Abstract

Juvenile Psammomatoid Ossifying Fibroma (JPOF) is a type of noncancerous bone tumor that usually affects adolescents in the craniomaxillofacial area. Clinical manifestations are usually symptoms caused by the tumor's invasive compression of surrounding tissues. Aneurysmal Bone Cyst (ABC) is also a benign bone tumor, and it typically occurs in long bones and the spine. Only 2% to 3% of cases occur in the head and neck. Due to the rarity of this combination of clinical cases, clinicians face difficulties in comprehensively understanding this complex lesion. Therefore, a comprehensive review of the clinical manifestations and characteristic imaging findings is necessary for surgeons. On April 6, 2019, a 13-year-old boy presented with left maxillofacial bulge and pain for 1 month. Magnetic resonance imaging of the paranasal sinuses showed an irregular hive-like mass signal in the left maxillary sinus, and cystic changes with fluid levels were seen in the lesion. After the initial diagnosis of JPOF with primary ABC, we decided to perform a facial mid-facial resection of maxillary sinus tumor to remove the tumor tissue.

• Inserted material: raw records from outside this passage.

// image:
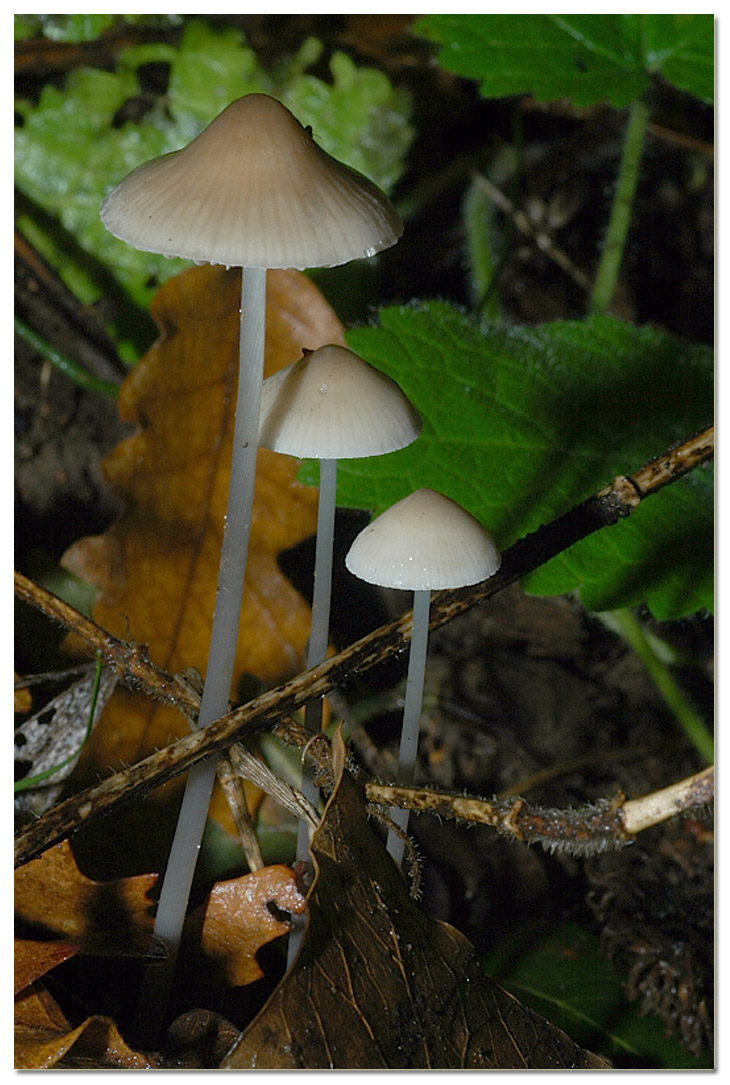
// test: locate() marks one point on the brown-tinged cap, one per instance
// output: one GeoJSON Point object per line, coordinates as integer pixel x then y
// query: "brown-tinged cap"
{"type": "Point", "coordinates": [252, 190]}
{"type": "Point", "coordinates": [425, 541]}
{"type": "Point", "coordinates": [333, 405]}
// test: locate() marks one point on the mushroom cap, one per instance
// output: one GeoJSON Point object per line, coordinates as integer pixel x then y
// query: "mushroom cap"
{"type": "Point", "coordinates": [252, 190]}
{"type": "Point", "coordinates": [425, 541]}
{"type": "Point", "coordinates": [332, 405]}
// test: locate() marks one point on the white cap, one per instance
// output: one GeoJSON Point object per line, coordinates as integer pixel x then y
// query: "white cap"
{"type": "Point", "coordinates": [332, 405]}
{"type": "Point", "coordinates": [425, 541]}
{"type": "Point", "coordinates": [252, 190]}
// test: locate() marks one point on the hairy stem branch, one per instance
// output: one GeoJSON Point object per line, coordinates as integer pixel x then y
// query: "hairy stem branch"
{"type": "Point", "coordinates": [604, 508]}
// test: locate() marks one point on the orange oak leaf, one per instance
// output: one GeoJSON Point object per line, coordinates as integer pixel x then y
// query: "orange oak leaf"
{"type": "Point", "coordinates": [43, 1037]}
{"type": "Point", "coordinates": [238, 919]}
{"type": "Point", "coordinates": [52, 894]}
{"type": "Point", "coordinates": [155, 570]}
{"type": "Point", "coordinates": [34, 958]}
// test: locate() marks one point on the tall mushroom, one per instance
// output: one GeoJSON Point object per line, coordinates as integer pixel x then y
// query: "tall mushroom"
{"type": "Point", "coordinates": [423, 543]}
{"type": "Point", "coordinates": [331, 405]}
{"type": "Point", "coordinates": [254, 191]}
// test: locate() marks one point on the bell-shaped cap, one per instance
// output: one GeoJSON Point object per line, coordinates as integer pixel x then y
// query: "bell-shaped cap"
{"type": "Point", "coordinates": [252, 190]}
{"type": "Point", "coordinates": [332, 405]}
{"type": "Point", "coordinates": [425, 541]}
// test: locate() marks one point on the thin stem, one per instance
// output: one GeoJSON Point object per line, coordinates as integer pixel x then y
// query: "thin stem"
{"type": "Point", "coordinates": [626, 624]}
{"type": "Point", "coordinates": [233, 554]}
{"type": "Point", "coordinates": [319, 638]}
{"type": "Point", "coordinates": [620, 213]}
{"type": "Point", "coordinates": [411, 726]}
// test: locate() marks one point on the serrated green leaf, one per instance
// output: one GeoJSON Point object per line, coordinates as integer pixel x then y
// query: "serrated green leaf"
{"type": "Point", "coordinates": [560, 972]}
{"type": "Point", "coordinates": [522, 423]}
{"type": "Point", "coordinates": [68, 152]}
{"type": "Point", "coordinates": [585, 58]}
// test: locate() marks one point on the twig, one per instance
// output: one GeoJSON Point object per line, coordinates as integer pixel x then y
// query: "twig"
{"type": "Point", "coordinates": [599, 827]}
{"type": "Point", "coordinates": [693, 792]}
{"type": "Point", "coordinates": [129, 661]}
{"type": "Point", "coordinates": [606, 507]}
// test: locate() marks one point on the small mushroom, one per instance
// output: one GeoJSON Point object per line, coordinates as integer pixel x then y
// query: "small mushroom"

Finally, after 3 recurrences and 4 operations, there was no tumor recurrence for 20 months after the last operation, and the patient was still under continuous follow-up. This case provided a reference for the diagnosis and treatment of JPOF combined with ABC. In particular, a new understanding of the association between the two diseases and the management of recurrence were proposed, which had the potential to improve clinical understanding of this complicated condition.